Diogo jazia ainda a poucos passos da porta. Apesar da sua perplexidade, também observou o rosto daquele intruso. Loiro e olhos claros, magro mas bem proporcionado de estatura. De pele lívida, era quase de certeza do norte europeu. Pelo rosto, também lhe avaliou o psicológico que foi tirado pelo dito espelho falso da alma, que é o olhar. O feixe da luminosidade escura que tresandava dele demonstrava uma personalidade, que infelizmente, alternava com uma expressão de loucura.
Como em termos físicos Diogo estava em desvantagem, tentou desviar o olhar para qualquer objecto que o pudesse salvar de um possível ataque. A apresentação por parte do estranho não deixou os olhos de Diogo chegarem á vara de ferro que servia para atiçar as brasas da lareira.
- “Meu nome ser Drolen. Professor Van Drolen”. E estendeu uma maozarrona do tamanho de uma posta de bacalhau. Se, se viesse a conhecer aquilo, ( o Van) ia ser cá um “dá-me cinco”. A amizade parecia ser impossível de se travar, as pontas dos dedos mal se tocaram. Recuaram ás posições antes possuídas. Foi neste recuar que Diogo notou pelo sotaque ter ali um “Neogermânico”.
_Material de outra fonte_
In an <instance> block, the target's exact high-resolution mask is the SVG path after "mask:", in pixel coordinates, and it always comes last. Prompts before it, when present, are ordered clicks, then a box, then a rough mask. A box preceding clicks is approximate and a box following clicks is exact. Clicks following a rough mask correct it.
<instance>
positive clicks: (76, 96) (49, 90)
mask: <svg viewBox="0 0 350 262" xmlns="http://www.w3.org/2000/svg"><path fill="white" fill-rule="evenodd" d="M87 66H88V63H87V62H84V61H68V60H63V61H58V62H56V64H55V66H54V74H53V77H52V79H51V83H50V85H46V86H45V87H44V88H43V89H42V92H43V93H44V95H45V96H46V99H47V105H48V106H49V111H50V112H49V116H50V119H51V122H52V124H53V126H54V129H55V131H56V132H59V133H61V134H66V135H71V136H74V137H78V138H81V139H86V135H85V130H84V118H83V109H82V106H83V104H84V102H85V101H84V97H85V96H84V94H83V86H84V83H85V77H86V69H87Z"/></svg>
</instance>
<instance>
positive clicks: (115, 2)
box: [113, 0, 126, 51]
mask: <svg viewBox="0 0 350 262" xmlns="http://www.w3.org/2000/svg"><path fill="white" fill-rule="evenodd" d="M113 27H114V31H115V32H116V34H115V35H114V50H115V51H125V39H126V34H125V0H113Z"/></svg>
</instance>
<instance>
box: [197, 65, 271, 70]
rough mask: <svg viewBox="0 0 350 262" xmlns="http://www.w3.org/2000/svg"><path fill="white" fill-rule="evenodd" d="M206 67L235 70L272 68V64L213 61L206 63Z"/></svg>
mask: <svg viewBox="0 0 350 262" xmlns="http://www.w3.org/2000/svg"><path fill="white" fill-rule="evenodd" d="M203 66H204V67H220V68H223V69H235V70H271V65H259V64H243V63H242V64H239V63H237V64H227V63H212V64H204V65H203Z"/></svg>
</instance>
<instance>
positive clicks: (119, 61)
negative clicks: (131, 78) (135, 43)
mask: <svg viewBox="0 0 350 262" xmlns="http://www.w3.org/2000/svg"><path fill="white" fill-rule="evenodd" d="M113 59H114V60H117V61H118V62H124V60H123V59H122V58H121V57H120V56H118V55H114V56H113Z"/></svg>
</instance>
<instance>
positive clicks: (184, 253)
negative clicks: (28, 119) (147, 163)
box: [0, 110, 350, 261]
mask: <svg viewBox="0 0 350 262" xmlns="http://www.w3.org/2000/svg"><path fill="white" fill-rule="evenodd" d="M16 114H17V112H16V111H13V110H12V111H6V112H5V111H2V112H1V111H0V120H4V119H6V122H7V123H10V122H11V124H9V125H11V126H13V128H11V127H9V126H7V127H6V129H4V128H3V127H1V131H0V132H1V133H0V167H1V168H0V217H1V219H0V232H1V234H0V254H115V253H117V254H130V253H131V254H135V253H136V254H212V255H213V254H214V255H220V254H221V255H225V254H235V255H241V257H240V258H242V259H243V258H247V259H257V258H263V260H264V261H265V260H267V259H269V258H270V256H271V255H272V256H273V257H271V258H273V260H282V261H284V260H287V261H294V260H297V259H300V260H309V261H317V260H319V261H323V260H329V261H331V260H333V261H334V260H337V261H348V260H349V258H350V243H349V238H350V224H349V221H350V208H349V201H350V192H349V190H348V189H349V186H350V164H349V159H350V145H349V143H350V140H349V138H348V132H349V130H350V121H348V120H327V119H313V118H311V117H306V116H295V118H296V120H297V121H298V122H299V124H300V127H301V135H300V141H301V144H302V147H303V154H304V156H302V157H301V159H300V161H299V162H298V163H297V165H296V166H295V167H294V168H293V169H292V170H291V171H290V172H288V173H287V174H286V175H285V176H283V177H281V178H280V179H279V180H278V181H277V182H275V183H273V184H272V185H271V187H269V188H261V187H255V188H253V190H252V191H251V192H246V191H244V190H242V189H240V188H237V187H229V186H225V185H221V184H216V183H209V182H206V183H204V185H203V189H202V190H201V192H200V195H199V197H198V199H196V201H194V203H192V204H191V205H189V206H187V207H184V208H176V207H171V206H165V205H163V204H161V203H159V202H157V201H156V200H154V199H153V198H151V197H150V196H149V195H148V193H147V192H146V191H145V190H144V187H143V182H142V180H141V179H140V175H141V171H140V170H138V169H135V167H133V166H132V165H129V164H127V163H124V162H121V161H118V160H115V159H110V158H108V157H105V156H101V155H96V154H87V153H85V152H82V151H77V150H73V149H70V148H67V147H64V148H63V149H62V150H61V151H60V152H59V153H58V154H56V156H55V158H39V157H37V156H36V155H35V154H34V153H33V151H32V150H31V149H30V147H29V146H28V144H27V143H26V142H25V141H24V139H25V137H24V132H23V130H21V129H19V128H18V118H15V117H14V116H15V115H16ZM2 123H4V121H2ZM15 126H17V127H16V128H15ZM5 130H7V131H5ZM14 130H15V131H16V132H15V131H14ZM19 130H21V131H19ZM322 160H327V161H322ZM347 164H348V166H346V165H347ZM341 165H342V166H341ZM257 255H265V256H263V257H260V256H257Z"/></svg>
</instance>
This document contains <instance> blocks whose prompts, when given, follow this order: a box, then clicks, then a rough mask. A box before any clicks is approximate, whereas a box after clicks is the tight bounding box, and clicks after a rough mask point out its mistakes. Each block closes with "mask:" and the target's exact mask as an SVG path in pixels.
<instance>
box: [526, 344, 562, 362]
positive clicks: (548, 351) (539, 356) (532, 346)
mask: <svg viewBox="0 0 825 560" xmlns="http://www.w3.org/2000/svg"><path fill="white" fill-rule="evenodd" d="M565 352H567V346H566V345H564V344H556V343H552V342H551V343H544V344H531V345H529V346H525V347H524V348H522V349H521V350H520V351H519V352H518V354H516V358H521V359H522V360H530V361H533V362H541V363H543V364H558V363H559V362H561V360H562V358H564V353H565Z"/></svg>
O Van qualquer coisa mostrava a Diogo, a cada expirar e inspirar, que a sua calma não era feita de ferro, mas de qualquer coisa como betão, ou melhor, de diamante. Parecia mesmo que quem era ali o estranho era o próprio Diogo.
Na mente de Diogo, perfilhava-se cada vez mais insistentemente, quase com a força de um turbilhão, questões como: - “Que faz ele aqui?”; “Que me quer ele?”; “Afinal, quem é ele?”.
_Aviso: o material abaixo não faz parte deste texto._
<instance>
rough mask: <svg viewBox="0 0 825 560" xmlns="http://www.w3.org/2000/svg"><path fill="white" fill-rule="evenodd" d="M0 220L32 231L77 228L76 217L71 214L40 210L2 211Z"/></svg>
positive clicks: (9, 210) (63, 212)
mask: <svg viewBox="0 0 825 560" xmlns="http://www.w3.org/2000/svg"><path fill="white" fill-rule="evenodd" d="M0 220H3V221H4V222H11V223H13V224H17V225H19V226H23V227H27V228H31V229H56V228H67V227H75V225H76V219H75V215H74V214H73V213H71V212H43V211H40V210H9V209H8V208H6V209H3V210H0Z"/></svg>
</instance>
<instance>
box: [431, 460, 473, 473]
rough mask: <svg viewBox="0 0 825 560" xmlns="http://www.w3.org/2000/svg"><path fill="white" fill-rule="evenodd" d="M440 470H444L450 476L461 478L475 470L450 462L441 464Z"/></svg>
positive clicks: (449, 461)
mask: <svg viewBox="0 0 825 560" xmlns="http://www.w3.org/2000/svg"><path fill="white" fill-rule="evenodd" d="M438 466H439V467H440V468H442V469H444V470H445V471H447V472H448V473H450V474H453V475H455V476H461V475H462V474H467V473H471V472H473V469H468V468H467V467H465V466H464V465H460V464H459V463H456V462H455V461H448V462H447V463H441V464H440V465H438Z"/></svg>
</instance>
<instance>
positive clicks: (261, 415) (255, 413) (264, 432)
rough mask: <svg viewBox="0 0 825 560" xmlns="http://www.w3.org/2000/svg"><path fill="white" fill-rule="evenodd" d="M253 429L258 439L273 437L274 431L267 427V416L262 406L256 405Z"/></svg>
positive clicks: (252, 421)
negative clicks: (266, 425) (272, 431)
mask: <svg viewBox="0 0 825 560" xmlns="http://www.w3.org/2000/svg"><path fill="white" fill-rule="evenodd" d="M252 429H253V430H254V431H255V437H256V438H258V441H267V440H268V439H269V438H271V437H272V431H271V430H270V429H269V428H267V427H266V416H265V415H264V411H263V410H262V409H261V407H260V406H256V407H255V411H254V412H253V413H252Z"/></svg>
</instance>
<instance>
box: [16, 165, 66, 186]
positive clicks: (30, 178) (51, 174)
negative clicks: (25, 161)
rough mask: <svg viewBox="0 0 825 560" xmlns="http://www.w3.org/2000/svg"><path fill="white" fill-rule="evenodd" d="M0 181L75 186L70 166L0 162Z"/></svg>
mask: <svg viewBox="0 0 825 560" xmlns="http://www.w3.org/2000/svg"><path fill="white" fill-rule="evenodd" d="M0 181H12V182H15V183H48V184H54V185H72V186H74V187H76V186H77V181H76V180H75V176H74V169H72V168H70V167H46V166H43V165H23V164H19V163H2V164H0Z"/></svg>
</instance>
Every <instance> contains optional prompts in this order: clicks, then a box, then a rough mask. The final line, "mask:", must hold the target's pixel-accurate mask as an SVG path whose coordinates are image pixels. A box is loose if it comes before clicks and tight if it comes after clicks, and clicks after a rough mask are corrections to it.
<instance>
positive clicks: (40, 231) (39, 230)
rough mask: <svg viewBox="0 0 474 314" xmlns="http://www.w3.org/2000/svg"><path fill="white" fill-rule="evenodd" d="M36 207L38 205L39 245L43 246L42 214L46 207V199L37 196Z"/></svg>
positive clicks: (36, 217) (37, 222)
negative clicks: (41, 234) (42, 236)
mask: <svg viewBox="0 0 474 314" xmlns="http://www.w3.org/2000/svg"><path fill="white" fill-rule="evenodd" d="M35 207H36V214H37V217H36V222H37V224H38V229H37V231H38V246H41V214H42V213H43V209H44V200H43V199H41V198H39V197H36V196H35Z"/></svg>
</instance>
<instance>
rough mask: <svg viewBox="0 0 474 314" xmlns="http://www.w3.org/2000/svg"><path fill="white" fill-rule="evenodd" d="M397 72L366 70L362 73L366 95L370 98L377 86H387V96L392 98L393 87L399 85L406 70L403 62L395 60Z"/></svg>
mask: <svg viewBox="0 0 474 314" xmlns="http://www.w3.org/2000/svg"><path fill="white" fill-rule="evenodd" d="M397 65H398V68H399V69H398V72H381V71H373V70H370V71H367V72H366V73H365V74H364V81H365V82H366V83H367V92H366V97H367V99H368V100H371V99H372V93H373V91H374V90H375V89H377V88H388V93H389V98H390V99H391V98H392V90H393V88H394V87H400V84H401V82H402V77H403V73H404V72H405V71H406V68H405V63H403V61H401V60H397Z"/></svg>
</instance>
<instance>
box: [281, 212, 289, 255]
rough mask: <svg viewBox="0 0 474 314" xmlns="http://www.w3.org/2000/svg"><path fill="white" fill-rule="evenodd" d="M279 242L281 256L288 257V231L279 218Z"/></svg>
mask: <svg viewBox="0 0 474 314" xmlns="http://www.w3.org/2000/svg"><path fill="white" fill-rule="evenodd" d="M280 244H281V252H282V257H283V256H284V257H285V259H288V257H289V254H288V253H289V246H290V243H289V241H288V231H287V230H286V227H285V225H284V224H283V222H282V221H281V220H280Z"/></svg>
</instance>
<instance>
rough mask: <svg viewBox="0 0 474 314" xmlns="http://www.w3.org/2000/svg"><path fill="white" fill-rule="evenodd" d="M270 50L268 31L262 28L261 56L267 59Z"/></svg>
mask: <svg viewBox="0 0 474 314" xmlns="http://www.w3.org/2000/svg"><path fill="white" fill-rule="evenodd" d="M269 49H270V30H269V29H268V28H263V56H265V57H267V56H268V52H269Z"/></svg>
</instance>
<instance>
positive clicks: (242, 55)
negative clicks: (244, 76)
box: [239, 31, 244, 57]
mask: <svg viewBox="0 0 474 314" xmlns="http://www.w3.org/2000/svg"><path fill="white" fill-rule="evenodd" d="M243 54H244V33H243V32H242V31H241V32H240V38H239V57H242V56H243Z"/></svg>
O professor parecia perceber todo o pensamento de Diogo e todos os efeitos do seu receio.
- “Aviso-o que o diálogo vai ser longo e certas passagens vão-lhe ser chocantes, portanto, aconselho-o simplesmente a sentar-se”.
Não teve sequer ponta para contornar aquela quase ordem porque o tom chegou bastante sério.
-“…prosseguindo, por onde posso eu começar?” – E como se visualizasse em diário, começou precisamente… -“Se tenho de começar, tenho de começar pelo principio. Chama-se Diogo Gaivão Calheiros. Correcto. Filho de Marta Gaivão, prima do presidente, e filho de Antão Calheiros, general das Forças Armadas. Correcto. Viúvo de Helena Petrovena, com nacionalidade Emausa.